Le rejet du droit de vote des étrangers, une déception
Un moment de bascule fut le référendum de 2015 et le rejet sans ambiguïté du droit de vote pour les étrangers. «Une déception», admet Laura Zuccoli. «Et une surprise, non pas que le droit de vote fut rejeté, mais qu’il l’ait été à une si forte majorité.»
Ce qui a provoqué un changement d’approche, non plus basée sur la revendication, mais sur l’objectif de «réactiver le débat avec des chercheurs et des personnes de terrain».
D’où un programme fourni en conférences pour la saison à venir, sur des thèmes allant de l’intégration des personnes noires à l’évolution du droit de vote des jeunes et des étrangers, en passant par la scolarisation des enfants étrangers ou les frontaliers.
Axer l’action au niveau communal
«Depuis la claque du référendum, nous axons davantage nos actions au niveau des communes, et moins sur la question du droit de vote. Nous développons des projets pilotes, avec des propositions. Ce n’est qu’ensuite que nous portons des revendications», explique Laura Zuccoli.
Le projet «Connections» est un exemple de cette nouvelle dynamique: des cours de langue à destination de la restauration et de la gestion d’immeuble. «Beaucoup de gens n’ont pas ces compétences linguistiques, mais sont d’accord pour faire ces jobs, et la demande de main-d’œuvre est élevée», explique Laura Zuccoli. «C’est un projet qui marche très bien. Quand il arrivera à terme, nous demanderons à l’Adem ou à un autre organisme de le reprendre à son compte. C’est ainsi que nous procédons.»
Le projet «Local» est une autre illustration: il vise à ce que les communes mettent à disposition un local convivial pour des activités diverses. «Construire des logements c’est bien, mais il faut que les gens aient la possibilité de se rencontrer», insiste la présidente de l’Asti.
L’intégration passe plus par le contact individuel que par le cadre juridique.
«L’intégration passe plus par le contact individuel que par le cadre juridique», assure Laura Zuccoli. «Le milieu associatif, l’engagement sportif ou participer à la vie de la commune sont d’excellents vecteurs d’intégration.»
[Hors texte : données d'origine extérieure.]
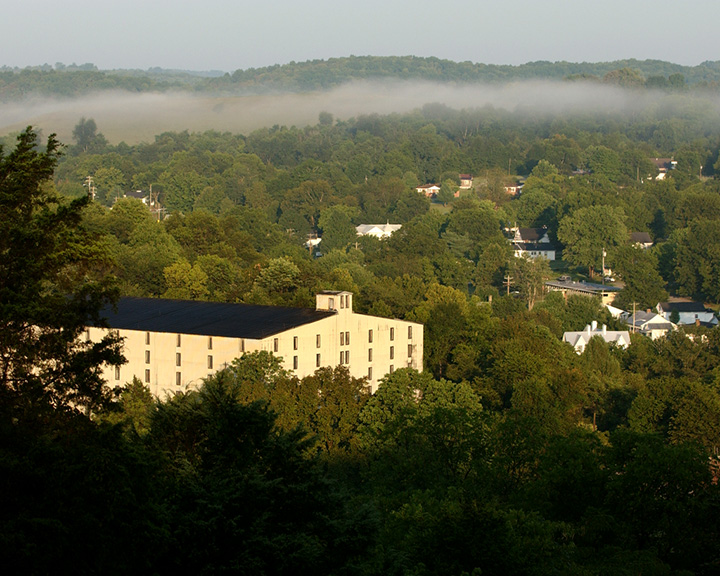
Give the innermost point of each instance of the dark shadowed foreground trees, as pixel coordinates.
(52, 284)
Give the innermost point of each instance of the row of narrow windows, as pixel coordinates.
(344, 339)
(178, 359)
(178, 341)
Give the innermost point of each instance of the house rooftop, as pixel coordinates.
(682, 306)
(208, 318)
(582, 286)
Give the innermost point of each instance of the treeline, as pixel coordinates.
(236, 204)
(509, 454)
(68, 81)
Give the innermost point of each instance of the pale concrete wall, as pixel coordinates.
(298, 347)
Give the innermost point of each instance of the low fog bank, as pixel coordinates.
(135, 118)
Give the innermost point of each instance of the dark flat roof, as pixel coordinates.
(208, 318)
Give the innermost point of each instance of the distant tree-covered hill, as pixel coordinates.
(68, 81)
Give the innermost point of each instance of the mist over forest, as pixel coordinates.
(511, 452)
(138, 117)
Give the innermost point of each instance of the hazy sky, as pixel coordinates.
(231, 34)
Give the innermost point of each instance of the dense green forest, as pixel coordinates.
(74, 80)
(508, 454)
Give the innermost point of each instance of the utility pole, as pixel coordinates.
(90, 186)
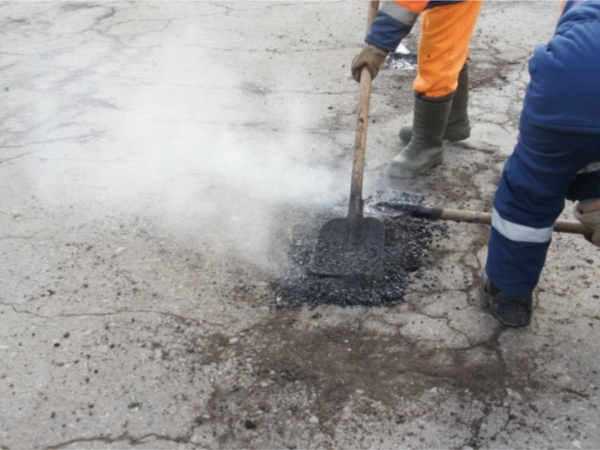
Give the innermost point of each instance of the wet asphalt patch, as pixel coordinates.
(406, 243)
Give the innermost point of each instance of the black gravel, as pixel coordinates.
(405, 246)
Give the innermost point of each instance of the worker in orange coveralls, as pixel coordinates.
(442, 83)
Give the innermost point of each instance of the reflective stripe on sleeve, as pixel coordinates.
(520, 233)
(400, 13)
(593, 167)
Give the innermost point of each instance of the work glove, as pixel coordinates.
(371, 56)
(592, 220)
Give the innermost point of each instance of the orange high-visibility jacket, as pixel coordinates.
(446, 29)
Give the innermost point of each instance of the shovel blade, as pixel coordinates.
(349, 247)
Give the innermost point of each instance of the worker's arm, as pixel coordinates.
(393, 23)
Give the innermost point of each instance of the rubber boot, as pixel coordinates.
(426, 148)
(458, 127)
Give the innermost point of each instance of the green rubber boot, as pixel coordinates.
(426, 148)
(458, 127)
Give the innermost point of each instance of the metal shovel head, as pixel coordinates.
(349, 247)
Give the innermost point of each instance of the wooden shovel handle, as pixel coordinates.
(564, 226)
(355, 205)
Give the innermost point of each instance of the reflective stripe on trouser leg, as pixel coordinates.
(444, 46)
(530, 197)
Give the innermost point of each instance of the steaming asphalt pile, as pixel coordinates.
(405, 247)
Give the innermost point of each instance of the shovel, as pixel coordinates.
(431, 212)
(353, 245)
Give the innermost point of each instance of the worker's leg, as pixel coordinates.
(539, 174)
(443, 51)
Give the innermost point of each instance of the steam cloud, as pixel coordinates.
(203, 153)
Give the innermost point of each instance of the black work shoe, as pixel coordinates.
(510, 311)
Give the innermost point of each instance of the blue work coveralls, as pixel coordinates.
(558, 151)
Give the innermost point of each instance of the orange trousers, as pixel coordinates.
(444, 46)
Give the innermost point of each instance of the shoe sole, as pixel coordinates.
(485, 301)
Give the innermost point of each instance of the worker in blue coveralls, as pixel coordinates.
(557, 156)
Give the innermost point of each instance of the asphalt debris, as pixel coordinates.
(406, 244)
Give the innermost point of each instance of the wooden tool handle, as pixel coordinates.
(355, 206)
(564, 226)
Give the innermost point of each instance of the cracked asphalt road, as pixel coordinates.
(154, 157)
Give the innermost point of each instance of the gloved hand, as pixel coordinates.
(592, 220)
(370, 55)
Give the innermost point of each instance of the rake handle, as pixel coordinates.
(563, 226)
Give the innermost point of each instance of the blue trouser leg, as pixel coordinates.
(538, 176)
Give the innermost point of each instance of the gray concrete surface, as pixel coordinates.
(154, 156)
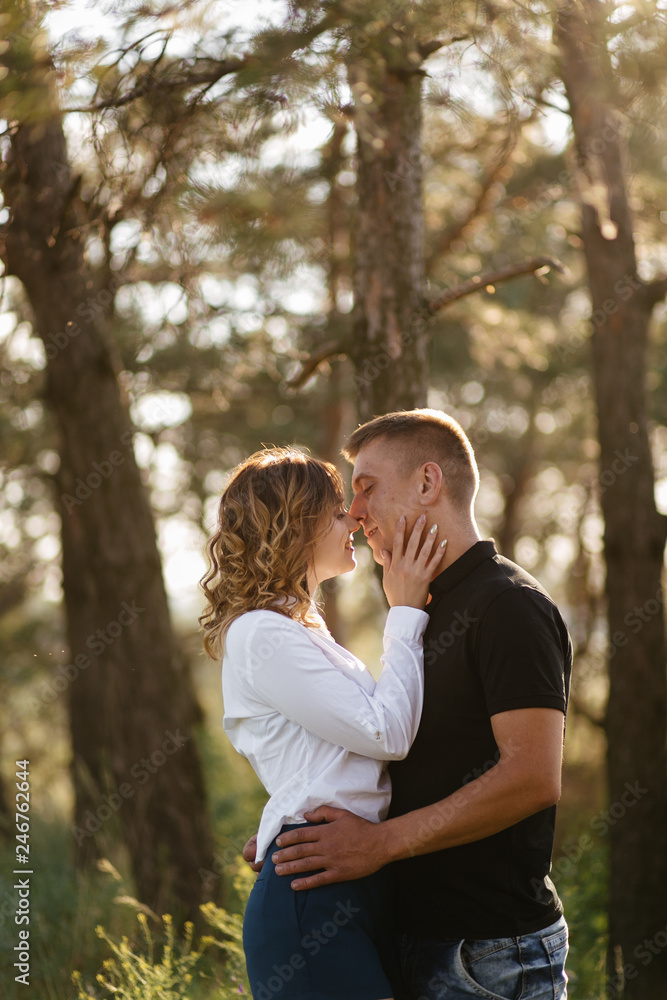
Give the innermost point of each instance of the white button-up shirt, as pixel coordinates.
(308, 715)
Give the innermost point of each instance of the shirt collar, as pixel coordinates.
(462, 567)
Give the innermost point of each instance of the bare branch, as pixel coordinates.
(529, 266)
(488, 194)
(331, 349)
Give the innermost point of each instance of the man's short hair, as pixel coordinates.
(422, 436)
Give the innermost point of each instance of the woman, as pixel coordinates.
(307, 714)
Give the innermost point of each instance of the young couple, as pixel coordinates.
(416, 812)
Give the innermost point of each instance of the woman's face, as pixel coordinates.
(334, 553)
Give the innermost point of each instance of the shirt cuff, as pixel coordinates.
(406, 623)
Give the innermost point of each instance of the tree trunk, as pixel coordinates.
(389, 343)
(130, 698)
(634, 537)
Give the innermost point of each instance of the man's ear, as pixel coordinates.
(430, 484)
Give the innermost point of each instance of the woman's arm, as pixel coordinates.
(288, 672)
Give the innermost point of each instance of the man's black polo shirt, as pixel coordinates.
(495, 642)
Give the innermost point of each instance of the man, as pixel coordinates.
(471, 823)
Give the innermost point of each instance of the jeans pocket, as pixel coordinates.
(556, 946)
(494, 973)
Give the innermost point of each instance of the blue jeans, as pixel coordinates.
(528, 967)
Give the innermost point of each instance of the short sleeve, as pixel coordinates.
(522, 652)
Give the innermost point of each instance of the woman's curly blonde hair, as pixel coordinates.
(275, 508)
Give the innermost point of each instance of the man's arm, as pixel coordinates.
(525, 780)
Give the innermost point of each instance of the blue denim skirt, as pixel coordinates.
(328, 943)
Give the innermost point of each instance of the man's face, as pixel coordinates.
(382, 493)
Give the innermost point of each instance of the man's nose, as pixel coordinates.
(356, 509)
(352, 523)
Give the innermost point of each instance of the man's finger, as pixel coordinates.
(399, 537)
(324, 878)
(308, 864)
(415, 538)
(291, 853)
(302, 835)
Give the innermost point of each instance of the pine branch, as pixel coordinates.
(331, 349)
(483, 201)
(577, 705)
(151, 82)
(529, 266)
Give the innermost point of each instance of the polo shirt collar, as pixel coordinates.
(452, 576)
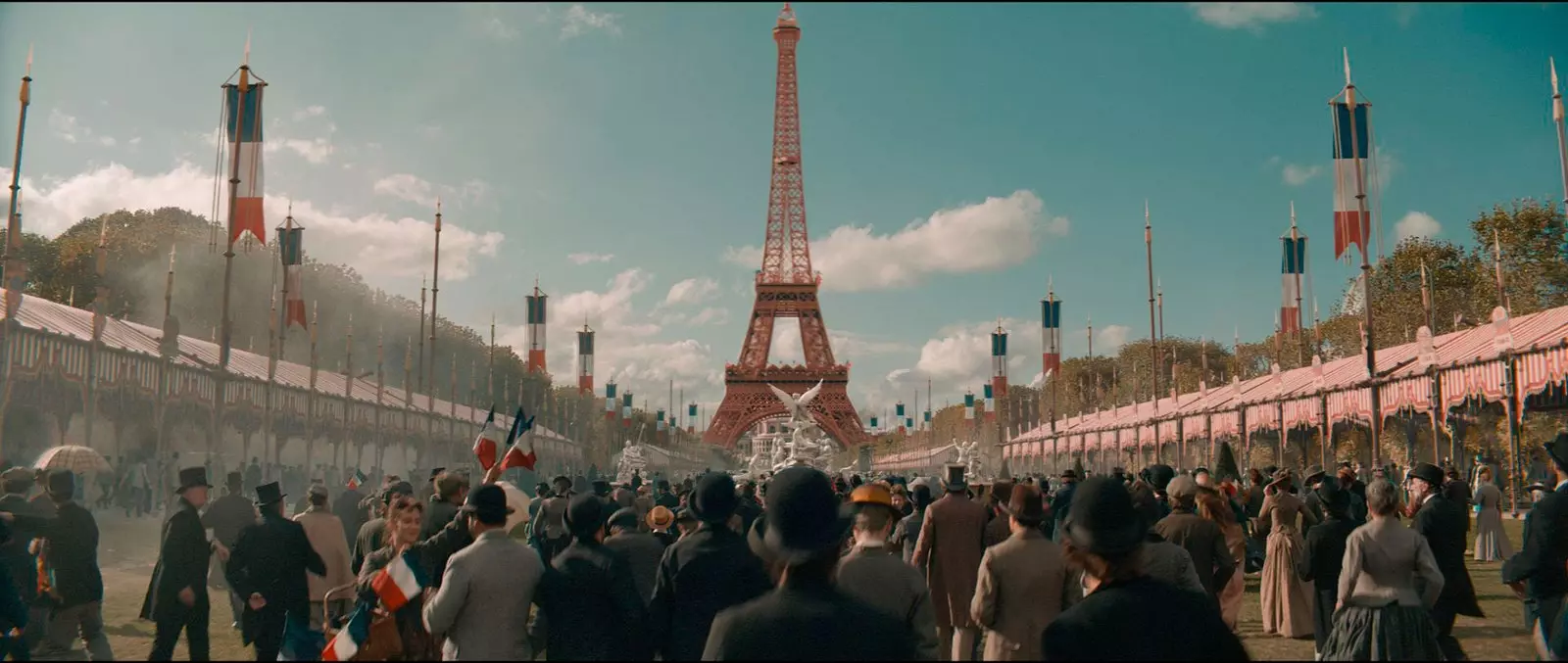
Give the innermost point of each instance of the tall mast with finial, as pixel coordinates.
(1154, 341)
(1352, 143)
(99, 320)
(435, 294)
(243, 104)
(1562, 135)
(15, 274)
Davantage que l’apprentissage de la langue, selon la présidente, qui n’est peut-être pas le plus nécessaire, au vu de l’existence de trois langues officielles, auxquelles s’ajoutent l’anglais et le portugais, très utilisés.
Contradiction entre le discours et la réalité
«Le problème est que le gouvernement contribue à maintenir une inquiétude concernant la disparition de la langue et de la culture luxembourgeoise en général», estime Laura Zuccoli.
Une inadéquation entre discours et action que constate amèrement la présidente de l’Asti: «Le discours officiel est très ouvert, plus que dans les autres pays, mais sur le terrain ce n’est pas évident. Même à droite on sait désormais que l’immigration est nécessaire pour notre économie. Mais concernant la question des droits des migrants et de leur intégration… Le Luxembourg aime bien l’immigration quand elle est qualifiée, mais pas quand il s’agit des ouvriers.»
Le Luxembourg aime bien l’immigration quand elle est qualifiée, mais pas quand il s’agit des ouvriers.
Ainsi, la réglementation concernant le logement, un enjeu majeur, reste paradoxale. Par exemple, certaines communes refusent la colocation ou la location de chambres vides parce que cela contrevient au principe du logement unifamilial. «Il y a une contradiction manifeste entre ce dont on va discuter lors d’un colloque et ce qui va être réalisé sur le terrain», déplore Laura Zuccoli.
Le problème originel reste la question du droit de vote des étrangers. «L’électorat luxembourgeois est très protégé, avec une vision conservatrice. Comment procéder alors aux changements législatifs nécessaires?», s’interroge Laura Zuccoli. «Ces électeurs ne donnent aucune idée nouvelle. Les immigrés sont bien plus jeunes et positifs.»